Hello there. I manage the Publishing, Content Design and Digital Content teams at the ONS in Digital Publishing. Each week I’m attempting to give an overview of my work, key projects we’re involved in and encourage my wider team to blog more often about their work. You can find me on Twitter.

It’s been, I’ll confess, a strange week. Most of the Newport office worked from home this Tuesday and Wednesday due to some water issues on site, but a few of us came in and it was both eerily quiet, and quite productive.

Work I’ve been doing on a paper setting out our publishing strategy for senior colleagues has gone from a tangled five pages into something far more elegant in the hands of my director. Any journalist, or former journalist, is lying if they say they don’t mind having their work edited or changed, but in an organisation with as many layers as the ONS it does help to have someone with a more helicopter view pull together a more summarised perspective.
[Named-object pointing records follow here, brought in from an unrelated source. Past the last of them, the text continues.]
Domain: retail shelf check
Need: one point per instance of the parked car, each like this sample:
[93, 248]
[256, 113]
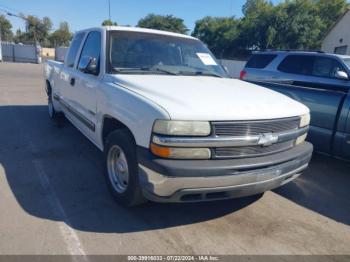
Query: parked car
[172, 126]
[318, 80]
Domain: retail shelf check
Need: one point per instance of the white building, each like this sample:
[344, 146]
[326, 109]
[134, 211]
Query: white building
[337, 39]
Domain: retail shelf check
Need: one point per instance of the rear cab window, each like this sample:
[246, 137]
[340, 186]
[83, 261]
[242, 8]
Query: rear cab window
[317, 66]
[73, 49]
[260, 61]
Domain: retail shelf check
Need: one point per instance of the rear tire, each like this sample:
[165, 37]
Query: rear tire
[121, 168]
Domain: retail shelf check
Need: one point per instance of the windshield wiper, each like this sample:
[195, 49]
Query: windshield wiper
[202, 73]
[143, 69]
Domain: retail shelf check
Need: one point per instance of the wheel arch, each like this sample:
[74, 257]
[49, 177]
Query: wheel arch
[110, 124]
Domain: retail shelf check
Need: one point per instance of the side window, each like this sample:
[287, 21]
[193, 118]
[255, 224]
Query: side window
[326, 67]
[73, 50]
[260, 61]
[91, 51]
[297, 64]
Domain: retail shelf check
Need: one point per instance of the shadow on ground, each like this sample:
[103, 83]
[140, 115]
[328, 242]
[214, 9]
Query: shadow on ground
[35, 150]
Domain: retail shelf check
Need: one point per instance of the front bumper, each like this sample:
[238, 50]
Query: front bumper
[165, 180]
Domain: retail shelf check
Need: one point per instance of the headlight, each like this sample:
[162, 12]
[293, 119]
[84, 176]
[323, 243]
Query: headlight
[305, 120]
[182, 128]
[181, 153]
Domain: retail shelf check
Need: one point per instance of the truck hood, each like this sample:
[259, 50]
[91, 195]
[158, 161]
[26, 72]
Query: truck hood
[211, 98]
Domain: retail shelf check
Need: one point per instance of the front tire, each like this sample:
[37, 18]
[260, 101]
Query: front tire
[121, 168]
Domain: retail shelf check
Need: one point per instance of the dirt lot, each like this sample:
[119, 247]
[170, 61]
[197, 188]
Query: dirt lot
[54, 199]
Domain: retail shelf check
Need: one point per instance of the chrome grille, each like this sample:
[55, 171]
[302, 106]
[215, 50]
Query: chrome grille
[246, 128]
[250, 151]
[251, 128]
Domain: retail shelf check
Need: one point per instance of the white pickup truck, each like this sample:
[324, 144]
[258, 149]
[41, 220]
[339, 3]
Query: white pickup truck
[172, 125]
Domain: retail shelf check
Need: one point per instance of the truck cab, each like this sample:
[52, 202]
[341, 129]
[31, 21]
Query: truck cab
[172, 125]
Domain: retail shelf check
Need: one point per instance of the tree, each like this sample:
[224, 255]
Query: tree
[219, 33]
[166, 23]
[109, 22]
[330, 11]
[5, 29]
[62, 36]
[257, 27]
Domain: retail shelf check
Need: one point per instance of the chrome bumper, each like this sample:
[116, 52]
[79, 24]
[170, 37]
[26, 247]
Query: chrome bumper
[234, 141]
[162, 188]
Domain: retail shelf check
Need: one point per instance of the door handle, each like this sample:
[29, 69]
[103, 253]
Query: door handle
[72, 81]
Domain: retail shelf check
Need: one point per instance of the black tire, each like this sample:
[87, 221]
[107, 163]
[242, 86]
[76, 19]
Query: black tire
[132, 196]
[53, 114]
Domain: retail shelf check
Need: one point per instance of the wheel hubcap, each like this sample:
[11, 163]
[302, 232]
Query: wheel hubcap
[118, 171]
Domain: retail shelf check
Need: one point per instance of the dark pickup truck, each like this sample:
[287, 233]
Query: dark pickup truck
[330, 114]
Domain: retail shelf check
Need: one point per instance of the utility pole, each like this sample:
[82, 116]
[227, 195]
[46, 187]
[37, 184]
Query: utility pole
[0, 46]
[109, 10]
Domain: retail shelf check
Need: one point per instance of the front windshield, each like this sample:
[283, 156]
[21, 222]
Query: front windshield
[347, 62]
[144, 53]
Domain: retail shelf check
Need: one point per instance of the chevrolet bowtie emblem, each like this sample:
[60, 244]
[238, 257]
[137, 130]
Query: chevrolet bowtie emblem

We’re planning to set out some ambitious aims to senior colleagues – which is exciting – but the pragmatist in me also wants less lofty, more nuts and bolts challenges solved too.

This one, as they say, will run and run.

The really good news is that we’ve had 3,000 responses from ONS users to a survey on their priorities and needs. I’m pulling together a summary, along with the views of around 100 statistical and analytical colleagues too, to share with senior managers. I don’t think I’m breaking any embargoes if I share some of the results:

1. Users agree that providing statistics and understanding around topics and issues that matter is important


2. Users say the balance of effort for different audience groups should be quite evenly spread – although government/policy makers are the priority

Government users are seen as the priority audience group


3. Users said figures and trends by topic/theme was their most needed product type

Figures and trends by topic is the most popular product need

I’ll write more about the findings of the surveys in a future blog post.

Beyond the publishing paper I had a great session with some of my team and a colleague who is co-ordinating census analysis topin down all the questions we need to answer to progress our work and ambitions successfully. It was really cathartic just to get the known unknowns down onto Post-it Notes.

We’re al so working on some slides to showcase how we could approach delivering the first statistical output from Census 2021 data, and where we could stretch the ambitions of our products. I spent probably too long making some bad illustrations for the slides – I’m no designer – but it helped me at least to articulate some thinking.

I’ve been working with my colleague Callum Thomson on plans for our Data Journalism effort to provide more agile collaboration and expertise to the organisation. Most of our time is spent on more lengthy projects, but we want to bring expertise in things like idea generation, format selection, narrative writing, headline writing to more teams more often. Hopefully, we’ll see the fruits of this work in the near future.

Kieran Forde, our Head of Content Design, and I caught up with some government colleagues in the Race Disparity Unit to look at how they’ve tried to solve the problem of making products for different types of users. It was a really positive conversation and we’re keen to spend more time sharing ideas and solutions.

Our annual People Survey results came out a few weeks ago and it’s fair to say there’s some work we need to do to better support the team. It’s not always easy to understand the exact drivers for some concerns so we’ve opened up channels for colleagues to give managers more detail and to vote on key areas we want to improve.

I suspect one of the areas of concern to some of our editors is a rising volume of statistical releases with a late sign off over the last six months, keeping people in the office longer than necessary. This week I caught up with two of the team to look at our monitoring of the problem – which has improved – and steps we want to take to make matters even better.

The statistical production chain is a long and complex one and sadly all too often challenges ripple along and coalesce at the publication end of the  process. We’re trying to unpick that and work out where the problems are occurring.